Pada hari Sabtu Pesantren Denanyar menjadi lautan manusia. Umat Islam, khususnya warga nahdliyyin, ingin memberi penghormatan terakhir kepada Kiai Bisri. Sudah 32 kali shalat jenazah dilakukan di kediaman Kiai Bisri. Karena rumah Kiai Bisri tidak begitu luas padahal masih banyak yang ingin menyolati Kiai Bisri, maka pelaksanaan shalat jenazah dipindahkan ke masjid. Shalat jenazah terakhir diimami oleh KH. Imam Zarkasyi, pengasuh Pondok Modern Gontor, Ponorogo. Sekedar diketahui, Kiai Zarkasyi sangat menghormati Kiai Bisri, bahkan selalu mampir sowan ke Denanyar setiap kali pergi ke Surabaya.
Yang memberi sambutan dalam upaca pemakaman Kiai Bisri adalah KH. Abdurrahwan Wahid mewakili keluarga, Prof. KH. Anwar Musaddad atas nama PBNU, Prof. Dr. Hamka mewakili MUI, H. Nuddin Lubis atas nama PPP, KH. Masykur mewakili DPR RI, H. Alamsyah Ratu Prawiranegara Menteri Agama RI atas nama Presiden Soeharto, KH. Mahrus Aly Lirboyo Kediri mewakili PWNU Jawa Timur, dan Dr. KH. Idham Cholid (Ketua Umum Tanfidziyah PBNU) yang datang terlambat. Kemudian dilakukan sekali lagi shalat jenazah di dekat makam oleh pentaʼziyah yang terlambat, seperti KH. Idham Cholid, Prof. KH. Saifuddin Zuhri, dan lain-lain. Selain tokoh-tokoh tersebut, upacara pemakaman ini juga dihadiri Prof. KH. Ali Yafie, Prof. Dr. KH. Tholhah Mansoer SH, KH. Abdullah Shiddiq, Dr. M.J. Naro (tokoh PPP), dan lain-lain. Turut hadir juga Prof. Dr. Mitsuo Nakamura, seorang peneliti NU asal Jepang.

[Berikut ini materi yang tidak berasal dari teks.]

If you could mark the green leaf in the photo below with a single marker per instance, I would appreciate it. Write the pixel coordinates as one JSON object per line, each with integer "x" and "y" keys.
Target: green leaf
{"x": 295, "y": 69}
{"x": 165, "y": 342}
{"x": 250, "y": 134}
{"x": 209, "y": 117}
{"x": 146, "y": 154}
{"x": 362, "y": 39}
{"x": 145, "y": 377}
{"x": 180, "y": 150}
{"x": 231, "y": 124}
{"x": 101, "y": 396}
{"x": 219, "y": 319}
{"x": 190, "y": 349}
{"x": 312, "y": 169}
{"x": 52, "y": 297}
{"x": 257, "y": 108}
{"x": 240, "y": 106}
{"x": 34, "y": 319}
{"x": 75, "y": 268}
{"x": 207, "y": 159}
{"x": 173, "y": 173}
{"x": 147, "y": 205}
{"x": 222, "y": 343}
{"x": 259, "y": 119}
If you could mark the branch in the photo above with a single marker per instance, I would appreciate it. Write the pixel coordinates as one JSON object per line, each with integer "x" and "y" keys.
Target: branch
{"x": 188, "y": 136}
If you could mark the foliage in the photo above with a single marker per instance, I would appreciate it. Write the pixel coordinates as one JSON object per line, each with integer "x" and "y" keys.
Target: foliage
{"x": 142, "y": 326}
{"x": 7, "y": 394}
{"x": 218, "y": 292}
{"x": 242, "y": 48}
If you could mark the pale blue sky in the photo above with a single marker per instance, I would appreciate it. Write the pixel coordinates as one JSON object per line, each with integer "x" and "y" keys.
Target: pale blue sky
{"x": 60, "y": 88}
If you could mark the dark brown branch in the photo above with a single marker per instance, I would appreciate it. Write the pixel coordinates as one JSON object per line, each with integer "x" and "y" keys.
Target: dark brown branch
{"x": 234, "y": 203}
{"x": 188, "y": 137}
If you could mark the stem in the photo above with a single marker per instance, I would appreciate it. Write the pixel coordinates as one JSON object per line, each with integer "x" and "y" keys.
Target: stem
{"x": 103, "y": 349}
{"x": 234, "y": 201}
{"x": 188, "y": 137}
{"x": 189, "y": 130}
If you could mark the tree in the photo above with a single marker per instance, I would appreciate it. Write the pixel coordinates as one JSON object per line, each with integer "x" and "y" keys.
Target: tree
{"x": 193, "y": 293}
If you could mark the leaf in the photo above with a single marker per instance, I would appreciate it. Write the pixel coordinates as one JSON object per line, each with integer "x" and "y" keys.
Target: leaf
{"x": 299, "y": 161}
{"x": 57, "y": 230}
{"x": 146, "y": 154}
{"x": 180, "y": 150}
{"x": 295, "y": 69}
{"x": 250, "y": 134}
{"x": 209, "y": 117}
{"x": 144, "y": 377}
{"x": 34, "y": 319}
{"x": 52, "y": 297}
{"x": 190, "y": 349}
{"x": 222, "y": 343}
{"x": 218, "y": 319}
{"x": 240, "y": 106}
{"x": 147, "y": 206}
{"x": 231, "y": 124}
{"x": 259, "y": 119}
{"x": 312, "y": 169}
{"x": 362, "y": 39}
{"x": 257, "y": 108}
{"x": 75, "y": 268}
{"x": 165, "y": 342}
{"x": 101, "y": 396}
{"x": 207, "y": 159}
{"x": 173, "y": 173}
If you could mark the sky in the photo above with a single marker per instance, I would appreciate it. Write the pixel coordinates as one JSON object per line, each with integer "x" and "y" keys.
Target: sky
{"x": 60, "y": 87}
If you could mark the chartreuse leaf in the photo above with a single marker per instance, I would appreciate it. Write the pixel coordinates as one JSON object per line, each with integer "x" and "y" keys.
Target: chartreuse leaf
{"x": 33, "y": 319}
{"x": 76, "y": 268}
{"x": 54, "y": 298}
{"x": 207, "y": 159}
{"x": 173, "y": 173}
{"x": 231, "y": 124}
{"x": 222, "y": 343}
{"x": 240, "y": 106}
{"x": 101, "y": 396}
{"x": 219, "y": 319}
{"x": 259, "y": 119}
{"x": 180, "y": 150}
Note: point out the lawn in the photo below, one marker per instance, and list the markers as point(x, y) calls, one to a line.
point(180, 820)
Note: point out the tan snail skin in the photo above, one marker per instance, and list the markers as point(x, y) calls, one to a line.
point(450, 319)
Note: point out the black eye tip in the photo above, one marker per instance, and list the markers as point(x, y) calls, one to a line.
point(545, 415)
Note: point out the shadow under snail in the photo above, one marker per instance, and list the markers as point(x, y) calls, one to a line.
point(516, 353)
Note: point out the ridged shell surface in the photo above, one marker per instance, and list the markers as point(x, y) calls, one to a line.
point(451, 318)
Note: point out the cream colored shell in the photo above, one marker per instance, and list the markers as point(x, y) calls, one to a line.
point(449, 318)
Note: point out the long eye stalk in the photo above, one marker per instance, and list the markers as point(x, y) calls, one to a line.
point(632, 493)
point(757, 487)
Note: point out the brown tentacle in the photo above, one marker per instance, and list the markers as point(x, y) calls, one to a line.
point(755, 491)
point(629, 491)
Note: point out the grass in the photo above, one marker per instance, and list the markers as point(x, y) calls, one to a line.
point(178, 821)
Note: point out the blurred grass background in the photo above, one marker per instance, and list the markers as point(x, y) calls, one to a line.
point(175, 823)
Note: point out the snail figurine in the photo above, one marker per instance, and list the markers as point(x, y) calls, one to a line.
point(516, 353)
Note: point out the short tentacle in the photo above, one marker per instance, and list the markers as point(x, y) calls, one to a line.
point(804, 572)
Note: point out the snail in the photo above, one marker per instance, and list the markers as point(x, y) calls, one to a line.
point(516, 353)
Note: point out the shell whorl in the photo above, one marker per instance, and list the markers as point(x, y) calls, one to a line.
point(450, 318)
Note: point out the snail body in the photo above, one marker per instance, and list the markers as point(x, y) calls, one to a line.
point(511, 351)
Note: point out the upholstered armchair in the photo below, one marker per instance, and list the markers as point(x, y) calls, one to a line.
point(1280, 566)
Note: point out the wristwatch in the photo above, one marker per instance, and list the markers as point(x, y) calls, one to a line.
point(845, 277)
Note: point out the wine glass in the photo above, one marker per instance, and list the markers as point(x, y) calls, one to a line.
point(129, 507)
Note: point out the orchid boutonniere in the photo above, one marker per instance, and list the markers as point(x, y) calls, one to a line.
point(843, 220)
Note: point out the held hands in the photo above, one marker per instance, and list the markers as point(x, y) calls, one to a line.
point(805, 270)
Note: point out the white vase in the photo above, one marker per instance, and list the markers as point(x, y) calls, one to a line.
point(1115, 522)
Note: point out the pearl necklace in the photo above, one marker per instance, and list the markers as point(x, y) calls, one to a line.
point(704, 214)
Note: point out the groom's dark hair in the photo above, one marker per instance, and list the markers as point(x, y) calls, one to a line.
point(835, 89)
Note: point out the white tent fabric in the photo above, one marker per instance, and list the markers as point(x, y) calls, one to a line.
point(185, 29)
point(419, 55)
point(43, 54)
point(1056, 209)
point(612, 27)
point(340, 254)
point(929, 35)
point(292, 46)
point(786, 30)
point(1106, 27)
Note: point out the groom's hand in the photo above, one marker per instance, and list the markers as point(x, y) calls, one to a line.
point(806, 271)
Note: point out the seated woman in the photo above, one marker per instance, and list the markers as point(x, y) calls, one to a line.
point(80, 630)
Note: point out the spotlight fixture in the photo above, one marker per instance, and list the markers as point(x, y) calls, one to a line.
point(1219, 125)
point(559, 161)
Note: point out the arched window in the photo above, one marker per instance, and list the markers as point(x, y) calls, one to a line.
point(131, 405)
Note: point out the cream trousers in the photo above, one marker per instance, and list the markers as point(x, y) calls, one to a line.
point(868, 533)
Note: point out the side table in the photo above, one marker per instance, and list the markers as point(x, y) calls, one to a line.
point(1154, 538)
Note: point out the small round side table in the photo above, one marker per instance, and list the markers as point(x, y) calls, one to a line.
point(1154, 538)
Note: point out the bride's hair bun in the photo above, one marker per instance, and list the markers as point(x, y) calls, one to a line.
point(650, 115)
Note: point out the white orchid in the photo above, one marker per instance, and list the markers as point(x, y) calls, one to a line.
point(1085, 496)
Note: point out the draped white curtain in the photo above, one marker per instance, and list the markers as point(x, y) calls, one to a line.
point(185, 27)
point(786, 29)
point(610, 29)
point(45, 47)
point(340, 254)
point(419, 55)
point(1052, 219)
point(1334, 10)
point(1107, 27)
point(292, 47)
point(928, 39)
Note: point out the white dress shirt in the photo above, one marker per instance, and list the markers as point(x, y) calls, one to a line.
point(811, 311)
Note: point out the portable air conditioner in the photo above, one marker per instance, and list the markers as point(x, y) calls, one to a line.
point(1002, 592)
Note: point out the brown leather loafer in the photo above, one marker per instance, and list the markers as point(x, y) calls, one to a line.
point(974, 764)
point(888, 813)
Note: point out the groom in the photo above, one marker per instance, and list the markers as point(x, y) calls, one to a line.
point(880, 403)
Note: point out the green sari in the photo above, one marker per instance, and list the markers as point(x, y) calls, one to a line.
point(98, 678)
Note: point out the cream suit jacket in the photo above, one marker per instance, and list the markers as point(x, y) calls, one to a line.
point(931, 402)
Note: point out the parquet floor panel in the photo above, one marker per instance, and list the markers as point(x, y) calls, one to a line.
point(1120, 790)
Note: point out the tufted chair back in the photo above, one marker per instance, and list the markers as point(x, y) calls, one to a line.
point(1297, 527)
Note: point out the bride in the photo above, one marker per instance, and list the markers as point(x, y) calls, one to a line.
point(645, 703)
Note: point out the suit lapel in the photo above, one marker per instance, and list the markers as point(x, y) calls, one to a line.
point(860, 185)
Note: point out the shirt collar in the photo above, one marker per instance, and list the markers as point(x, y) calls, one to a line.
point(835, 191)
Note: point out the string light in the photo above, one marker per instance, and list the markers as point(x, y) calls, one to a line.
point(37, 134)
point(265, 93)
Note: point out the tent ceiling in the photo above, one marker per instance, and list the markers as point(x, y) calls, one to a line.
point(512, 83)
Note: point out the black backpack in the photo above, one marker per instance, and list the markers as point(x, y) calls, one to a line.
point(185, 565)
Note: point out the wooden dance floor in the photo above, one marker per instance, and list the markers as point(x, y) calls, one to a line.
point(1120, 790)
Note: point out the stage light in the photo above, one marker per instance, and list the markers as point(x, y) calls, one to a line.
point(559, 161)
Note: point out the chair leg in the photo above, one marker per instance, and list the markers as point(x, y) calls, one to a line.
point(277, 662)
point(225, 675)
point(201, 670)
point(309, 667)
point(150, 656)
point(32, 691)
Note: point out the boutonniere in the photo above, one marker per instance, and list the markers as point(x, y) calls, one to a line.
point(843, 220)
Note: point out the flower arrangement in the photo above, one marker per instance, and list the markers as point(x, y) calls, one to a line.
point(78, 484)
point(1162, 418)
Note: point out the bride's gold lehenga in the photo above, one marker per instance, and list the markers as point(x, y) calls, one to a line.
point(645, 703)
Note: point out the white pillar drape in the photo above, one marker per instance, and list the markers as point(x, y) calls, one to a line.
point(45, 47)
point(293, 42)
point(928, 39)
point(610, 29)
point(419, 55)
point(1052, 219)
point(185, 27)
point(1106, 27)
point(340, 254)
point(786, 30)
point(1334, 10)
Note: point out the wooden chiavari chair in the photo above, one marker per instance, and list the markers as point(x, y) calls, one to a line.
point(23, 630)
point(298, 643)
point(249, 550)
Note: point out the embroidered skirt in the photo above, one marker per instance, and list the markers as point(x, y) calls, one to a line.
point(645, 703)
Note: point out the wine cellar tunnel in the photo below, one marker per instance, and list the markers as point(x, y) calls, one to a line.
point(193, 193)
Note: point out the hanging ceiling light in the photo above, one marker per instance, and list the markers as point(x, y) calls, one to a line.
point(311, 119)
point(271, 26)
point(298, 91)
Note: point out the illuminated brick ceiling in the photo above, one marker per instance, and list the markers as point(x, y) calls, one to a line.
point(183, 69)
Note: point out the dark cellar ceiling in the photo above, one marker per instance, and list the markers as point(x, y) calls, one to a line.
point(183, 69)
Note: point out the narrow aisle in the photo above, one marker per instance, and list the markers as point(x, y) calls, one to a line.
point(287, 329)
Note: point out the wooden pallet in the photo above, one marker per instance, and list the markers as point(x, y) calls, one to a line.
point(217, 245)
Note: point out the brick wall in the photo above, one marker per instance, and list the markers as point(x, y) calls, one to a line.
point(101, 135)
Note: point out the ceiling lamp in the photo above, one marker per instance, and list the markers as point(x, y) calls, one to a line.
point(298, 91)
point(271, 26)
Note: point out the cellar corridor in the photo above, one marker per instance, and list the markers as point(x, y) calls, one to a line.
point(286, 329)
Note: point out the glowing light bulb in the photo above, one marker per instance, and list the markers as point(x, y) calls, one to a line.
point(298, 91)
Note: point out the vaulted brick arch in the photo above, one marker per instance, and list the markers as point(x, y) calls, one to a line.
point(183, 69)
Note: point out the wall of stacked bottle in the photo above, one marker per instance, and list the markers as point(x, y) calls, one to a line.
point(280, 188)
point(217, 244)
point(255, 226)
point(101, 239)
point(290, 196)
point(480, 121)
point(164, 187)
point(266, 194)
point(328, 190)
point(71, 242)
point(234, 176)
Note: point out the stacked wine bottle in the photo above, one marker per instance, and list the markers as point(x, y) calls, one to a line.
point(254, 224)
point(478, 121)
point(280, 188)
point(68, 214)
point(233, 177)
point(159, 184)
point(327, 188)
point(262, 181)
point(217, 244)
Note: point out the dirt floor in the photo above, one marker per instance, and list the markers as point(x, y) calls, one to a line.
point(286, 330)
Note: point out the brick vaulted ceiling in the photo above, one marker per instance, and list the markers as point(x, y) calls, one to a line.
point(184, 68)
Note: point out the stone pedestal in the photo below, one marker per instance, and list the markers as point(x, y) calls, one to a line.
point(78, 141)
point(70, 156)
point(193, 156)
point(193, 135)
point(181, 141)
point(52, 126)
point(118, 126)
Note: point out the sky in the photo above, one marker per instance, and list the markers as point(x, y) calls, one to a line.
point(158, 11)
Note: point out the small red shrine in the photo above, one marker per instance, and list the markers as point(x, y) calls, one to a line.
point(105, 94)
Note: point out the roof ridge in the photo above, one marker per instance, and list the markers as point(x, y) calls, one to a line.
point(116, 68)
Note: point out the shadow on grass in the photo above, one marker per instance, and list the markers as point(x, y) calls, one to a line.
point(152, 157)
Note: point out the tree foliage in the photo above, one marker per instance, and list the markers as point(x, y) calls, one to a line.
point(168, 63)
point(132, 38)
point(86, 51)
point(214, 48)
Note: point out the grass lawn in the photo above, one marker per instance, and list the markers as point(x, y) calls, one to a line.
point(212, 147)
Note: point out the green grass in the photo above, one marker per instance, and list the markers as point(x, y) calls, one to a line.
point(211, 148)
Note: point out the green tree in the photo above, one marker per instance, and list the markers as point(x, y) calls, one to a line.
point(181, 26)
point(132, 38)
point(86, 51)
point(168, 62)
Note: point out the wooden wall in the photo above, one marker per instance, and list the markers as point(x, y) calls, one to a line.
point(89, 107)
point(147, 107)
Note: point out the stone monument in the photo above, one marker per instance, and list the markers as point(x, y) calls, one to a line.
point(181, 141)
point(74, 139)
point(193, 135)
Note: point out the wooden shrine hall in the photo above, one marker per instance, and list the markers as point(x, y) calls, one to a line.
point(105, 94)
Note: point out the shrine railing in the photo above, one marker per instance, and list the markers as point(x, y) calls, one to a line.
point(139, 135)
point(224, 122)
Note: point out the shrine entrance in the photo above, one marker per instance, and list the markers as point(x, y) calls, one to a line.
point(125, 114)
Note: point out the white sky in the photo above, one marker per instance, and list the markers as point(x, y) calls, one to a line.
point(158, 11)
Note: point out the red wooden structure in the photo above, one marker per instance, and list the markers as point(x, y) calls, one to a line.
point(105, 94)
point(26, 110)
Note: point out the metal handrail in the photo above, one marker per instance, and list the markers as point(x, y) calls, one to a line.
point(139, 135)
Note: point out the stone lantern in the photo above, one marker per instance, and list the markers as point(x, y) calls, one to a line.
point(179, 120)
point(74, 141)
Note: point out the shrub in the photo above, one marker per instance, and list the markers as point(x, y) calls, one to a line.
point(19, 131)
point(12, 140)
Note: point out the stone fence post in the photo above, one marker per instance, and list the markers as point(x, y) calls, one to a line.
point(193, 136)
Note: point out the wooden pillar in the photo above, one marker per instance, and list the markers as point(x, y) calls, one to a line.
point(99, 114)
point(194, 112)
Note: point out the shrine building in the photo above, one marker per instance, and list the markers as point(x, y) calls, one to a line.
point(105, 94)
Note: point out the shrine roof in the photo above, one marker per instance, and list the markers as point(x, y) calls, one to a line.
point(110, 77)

Jenazah Kiai Bisri dimakamkan di Denanyar, Jombang. Beliau meninggal dalam usia 94 tahun. Ditinggal Kiai Bisri, posisi sebagai Rais Am Syuriyah PBNU sementara ditempati Prof. KH. Anwar Musaddad yang sebelumnya menjadi Wakil Rais Am Syuriyah PBNU.